AUTHOR=Krause Anne , Schönau Eckhard , Gollhofer Albert , Duran Ibrahim , Ferrari-Malik Anja , Freyler Kathrin , Ritzmann Ramona TITLE=Alleviation of Motor Impairments in Patients with Cerebral Palsy: Acute Effects of Whole-body Vibration on Stretch Reflex Response, Voluntary Muscle Activation and Mobility JOURNAL=Frontiers in Neurology VOLUME=8 YEAR=2017 URL=https://www.frontiersin.org/journals/neurology/articles/10.3389/fneur.2017.00416 DOI=10.3389/fneur.2017.00416 ISSN=1664-2295 ABSTRACT=Introduction

Individuals suffering from cerebral palsy (CP) often have involuntary, reflex-evoked muscle activity resulting in spastic hyperreflexia.

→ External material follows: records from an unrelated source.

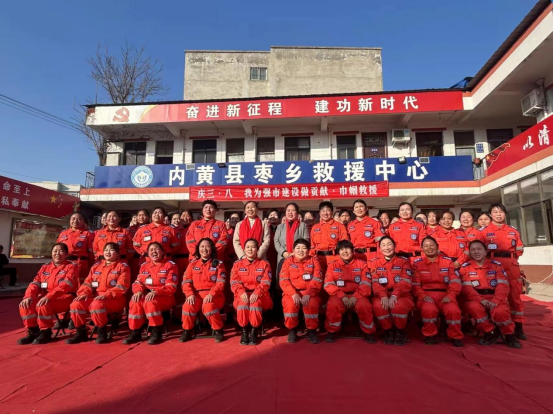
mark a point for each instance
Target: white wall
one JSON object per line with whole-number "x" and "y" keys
{"x": 6, "y": 227}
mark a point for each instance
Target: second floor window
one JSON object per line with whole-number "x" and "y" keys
{"x": 135, "y": 154}
{"x": 204, "y": 151}
{"x": 164, "y": 152}
{"x": 297, "y": 148}
{"x": 430, "y": 144}
{"x": 347, "y": 146}
{"x": 235, "y": 150}
{"x": 266, "y": 149}
{"x": 258, "y": 74}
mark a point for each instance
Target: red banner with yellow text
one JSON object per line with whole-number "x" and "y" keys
{"x": 282, "y": 192}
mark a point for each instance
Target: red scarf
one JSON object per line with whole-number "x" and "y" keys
{"x": 247, "y": 232}
{"x": 291, "y": 235}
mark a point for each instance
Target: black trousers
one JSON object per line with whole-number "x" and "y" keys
{"x": 11, "y": 272}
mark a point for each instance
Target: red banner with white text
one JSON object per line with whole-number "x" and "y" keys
{"x": 27, "y": 198}
{"x": 360, "y": 190}
{"x": 530, "y": 142}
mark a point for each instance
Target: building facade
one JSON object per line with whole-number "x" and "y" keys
{"x": 315, "y": 140}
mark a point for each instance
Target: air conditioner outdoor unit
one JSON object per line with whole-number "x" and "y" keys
{"x": 533, "y": 103}
{"x": 401, "y": 137}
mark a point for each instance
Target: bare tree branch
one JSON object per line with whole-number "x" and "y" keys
{"x": 130, "y": 77}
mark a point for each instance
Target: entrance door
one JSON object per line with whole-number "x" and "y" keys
{"x": 375, "y": 145}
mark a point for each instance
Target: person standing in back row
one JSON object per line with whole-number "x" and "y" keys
{"x": 505, "y": 246}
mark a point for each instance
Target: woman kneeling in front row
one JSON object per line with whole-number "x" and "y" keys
{"x": 102, "y": 293}
{"x": 204, "y": 287}
{"x": 250, "y": 283}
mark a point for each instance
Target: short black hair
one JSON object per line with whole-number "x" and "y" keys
{"x": 213, "y": 248}
{"x": 252, "y": 240}
{"x": 302, "y": 242}
{"x": 469, "y": 212}
{"x": 447, "y": 212}
{"x": 326, "y": 205}
{"x": 295, "y": 206}
{"x": 429, "y": 238}
{"x": 405, "y": 204}
{"x": 344, "y": 245}
{"x": 210, "y": 202}
{"x": 477, "y": 241}
{"x": 498, "y": 206}
{"x": 273, "y": 210}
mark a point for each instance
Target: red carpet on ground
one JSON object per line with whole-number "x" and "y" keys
{"x": 275, "y": 377}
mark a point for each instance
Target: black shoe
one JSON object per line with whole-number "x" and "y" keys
{"x": 102, "y": 335}
{"x": 370, "y": 338}
{"x": 44, "y": 337}
{"x": 32, "y": 334}
{"x": 512, "y": 342}
{"x": 313, "y": 338}
{"x": 157, "y": 336}
{"x": 488, "y": 339}
{"x": 245, "y": 339}
{"x": 457, "y": 343}
{"x": 430, "y": 341}
{"x": 401, "y": 338}
{"x": 293, "y": 336}
{"x": 519, "y": 332}
{"x": 186, "y": 336}
{"x": 389, "y": 337}
{"x": 80, "y": 336}
{"x": 134, "y": 337}
{"x": 254, "y": 336}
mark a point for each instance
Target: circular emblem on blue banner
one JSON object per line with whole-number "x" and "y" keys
{"x": 142, "y": 176}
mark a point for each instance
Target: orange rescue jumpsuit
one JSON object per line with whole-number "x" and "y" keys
{"x": 204, "y": 278}
{"x": 251, "y": 278}
{"x": 438, "y": 280}
{"x": 111, "y": 281}
{"x": 302, "y": 278}
{"x": 489, "y": 282}
{"x": 392, "y": 278}
{"x": 160, "y": 278}
{"x": 58, "y": 284}
{"x": 348, "y": 280}
{"x": 504, "y": 245}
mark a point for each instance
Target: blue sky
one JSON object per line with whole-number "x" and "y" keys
{"x": 44, "y": 48}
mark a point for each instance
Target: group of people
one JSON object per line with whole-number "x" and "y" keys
{"x": 385, "y": 270}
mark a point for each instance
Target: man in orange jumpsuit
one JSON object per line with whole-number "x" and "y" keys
{"x": 505, "y": 245}
{"x": 79, "y": 240}
{"x": 116, "y": 234}
{"x": 407, "y": 233}
{"x": 486, "y": 288}
{"x": 436, "y": 286}
{"x": 208, "y": 227}
{"x": 204, "y": 278}
{"x": 348, "y": 283}
{"x": 392, "y": 302}
{"x": 250, "y": 283}
{"x": 301, "y": 281}
{"x": 102, "y": 293}
{"x": 154, "y": 293}
{"x": 50, "y": 293}
{"x": 453, "y": 243}
{"x": 325, "y": 236}
{"x": 364, "y": 232}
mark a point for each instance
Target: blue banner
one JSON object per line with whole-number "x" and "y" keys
{"x": 432, "y": 169}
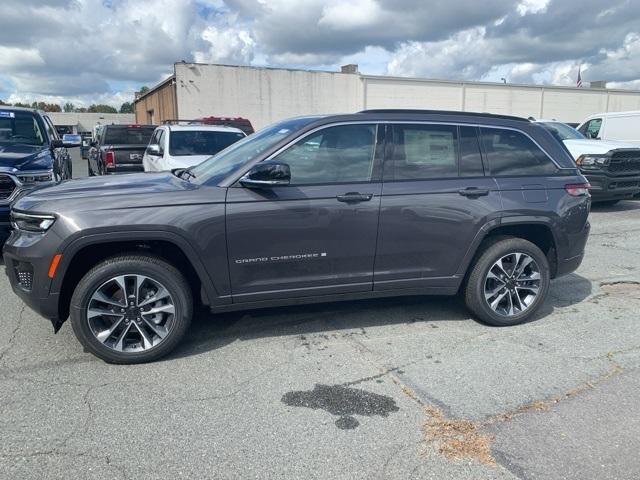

Whole-body vibration (WBV) has been demonstrated to reduce reflex activity in healthy subjects, but evidence in CP patients is still limited. Therefore, this study aimed to establish the acute neuromuscular and kinematic effects of WBV in subjects with spastic CP.

Methods

44 children with spastic CP were tested on neuromuscular activation and kinematics before and immediately after a 1-min bout of WBV (16–25 Hz, 1.5–3 mm). Assessment included (1) recordings of stretch reflex (SR) activity of the triceps surae, (2) electromyography (EMG) measurements of maximal voluntary muscle activation of lower limb muscles, and (3) neuromuscular activation during active range of motion (aROM). We recorded EMG of m. soleus (SOL), m. gastrocnemius medialis (GM), m. tibialis anterior, m. vastus medialis, m. rectus femoris, and m. biceps femoris. Angular excursion was recorded by goniometry of the ankle and knee joint.

Results

After WBV, (1) SOL SRs were decreased (p < 0.01) while (2) maximal voluntary activation (p < 0.05) and (3) angular excursion in the knee joint (p < 0.01) were significantly increased. No changes could be observed for GM SR amplitudes or ankle joint excursion. Neuromuscular coordination expressed by greater agonist–antagonist ratios during aROM was significantly enhanced (p < 0.05).

Discussion

The findings point toward acute neuromuscular and kinematic effects following one bout of WBV. Protocols demonstrate that pathological reflex responses are reduced (spinal level), while the execution of voluntary movement (supraspinal level) is improved in regards to kinematic and neuromuscular control. This facilitation of muscle and joint control is probably due to a reduction of spasticity-associated spinal excitability in favor of giving access for greater supraspinal input during voluntary motor control.